It's not like this is a brand new conundrum. Artists have been idealizing portraiture for centuries. What does that make us, artists that pull our punches in an effort to make our clients happy? Caricaturists and portraitists are selling a product, so are we engaging in a form of customer service, or are we just selling out in the most base way possible? Are we diluting the art form, if we can go so far as to call it that? I'll tear people apart if that's what I think they want, and some of them do, so I do it. That doesn't mean that I don't feel a pang of annoyance every time I have to draw shiny pretty pictures of high school girls because I know that if I really pronounce the one girl's overbite or the other one's wacky eyebrows, odds are that they'll freak out on me because of the stigma that, on prom night, they just might be as pretty as they get.

I've drawn alongside other artists that don't care about pulling punches. In fact, a couple of them make a point to tell people this specifically, and I respect the hell out of them for that, because that's the closest thing that we can do to "keeping it real." I can't. I drew in retail for too long to not have a knee-jerk reaction to draw people the way that I think they want to be drawn, even when the opportunity to upsell them on mats or frames is non-existent.

On the other hand, people might not care if you can draw them accurately, but they sure know what ugly looks like, and they sure won't be afraid to tell you that you drew something that doesn't look like the idealized version of how they visualize themselves. I found that out the hard way working in amusement parks.




"Okay, here you go."

"What...what the hell is this?"

"Uh..."

"Why did you draw the gap in my teeth?"

"I...uh...you...have a gap in your teeth. It's there."

"Yeah, but why did you draw it?"

"Because...because it's there. It exists. You have a gap in your teeth."

"Yeah, but you drew it on there. That's mean."

"I...I wasn't trying to be mean. I was drawing your face. That's part of your face. It's one of the things that distinguishes you from the hypothetical mean that...uh...that caricature artists envision to differentiate your face from...from everyone else's."


"Hypothetical what?"

"The hypo...the average. What the idea of an average face looks like."

"Who has the average face?"

"Well...no one. No one does. It's hypothetical."

"Hypo...do you think I'm stupid?"

"N...no. Of course not. I..."

"Why the hell would I want to buy a picture of me with a gap in my teeth?"

"Because...uh...because that's what you look like? You wanted a caricature drawn of your face. I drew one. That's what caricatures are."


"I'm not buying this. I wanted one like that one." (points at demo on wall)

"That's...um, but that's not you. That's not your face. That's Angelina Jolie."

"Can't you make it, like, half me and half Angelina Jolie?"

"Wha...why would....why would you want to buy that?"

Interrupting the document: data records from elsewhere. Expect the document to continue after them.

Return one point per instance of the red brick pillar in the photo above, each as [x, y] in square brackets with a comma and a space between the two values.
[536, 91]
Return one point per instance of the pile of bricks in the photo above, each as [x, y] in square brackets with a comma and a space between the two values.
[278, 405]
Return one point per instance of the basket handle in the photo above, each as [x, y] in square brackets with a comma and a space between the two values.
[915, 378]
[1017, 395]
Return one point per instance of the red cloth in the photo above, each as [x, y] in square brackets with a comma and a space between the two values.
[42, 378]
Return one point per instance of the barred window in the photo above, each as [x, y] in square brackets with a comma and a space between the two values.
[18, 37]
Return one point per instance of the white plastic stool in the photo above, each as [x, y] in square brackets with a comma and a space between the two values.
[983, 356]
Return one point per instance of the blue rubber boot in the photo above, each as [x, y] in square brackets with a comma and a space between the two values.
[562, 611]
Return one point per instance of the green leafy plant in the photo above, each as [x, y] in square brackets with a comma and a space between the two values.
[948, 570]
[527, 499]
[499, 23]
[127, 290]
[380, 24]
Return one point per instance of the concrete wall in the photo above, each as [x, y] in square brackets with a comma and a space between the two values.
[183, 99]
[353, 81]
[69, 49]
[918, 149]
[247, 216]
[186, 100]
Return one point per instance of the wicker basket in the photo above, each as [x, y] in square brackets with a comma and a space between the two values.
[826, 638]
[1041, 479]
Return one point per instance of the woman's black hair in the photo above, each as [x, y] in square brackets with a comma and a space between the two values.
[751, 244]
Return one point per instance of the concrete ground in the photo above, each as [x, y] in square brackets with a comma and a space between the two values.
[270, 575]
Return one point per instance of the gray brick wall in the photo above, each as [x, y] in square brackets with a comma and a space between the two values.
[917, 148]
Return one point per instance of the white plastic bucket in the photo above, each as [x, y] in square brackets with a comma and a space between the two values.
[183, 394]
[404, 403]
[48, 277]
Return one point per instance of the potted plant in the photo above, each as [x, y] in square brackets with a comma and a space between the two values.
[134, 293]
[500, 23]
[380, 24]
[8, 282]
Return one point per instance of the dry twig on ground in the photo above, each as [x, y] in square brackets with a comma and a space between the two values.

"I don't know. Why would I want to buy a picture that just looks like me? That's dumb."

"BECAUSE THAT WHAT CARIC--*ahem*--Sorry. Because that's what caricatures are. We draw an exaggerated version of your face. Yours. That's the product we sell. We don't have a stand where you can mash your face and a celebrity's together. That doesn't even make sense."

"Well, I'm not buying this."

"Yeah, I could see that coming. Look, I can redraw it without the gap if you want."

"Hm...okay. Could you do me a favor though?"

"(sigh) Yeah. What?"

"Don't make my eyelids so heavy. And make my cheekbones higher, Oh, and make my lips fuller. Make me look thinner. And I want blue eyes, not brown ones. And put blonde highlights in my hair."

"Okay. Fine. Whatever."

"Why aren't you looking at me anymore?"

"No reason."

1 comment:

Kelly said...

I definitely once said to a caricature artist at Kings Island, "Why'd you make my eyes so small?"

My friends said, "Um, Kelly, your eyes squint up when you smile. That's just how you look."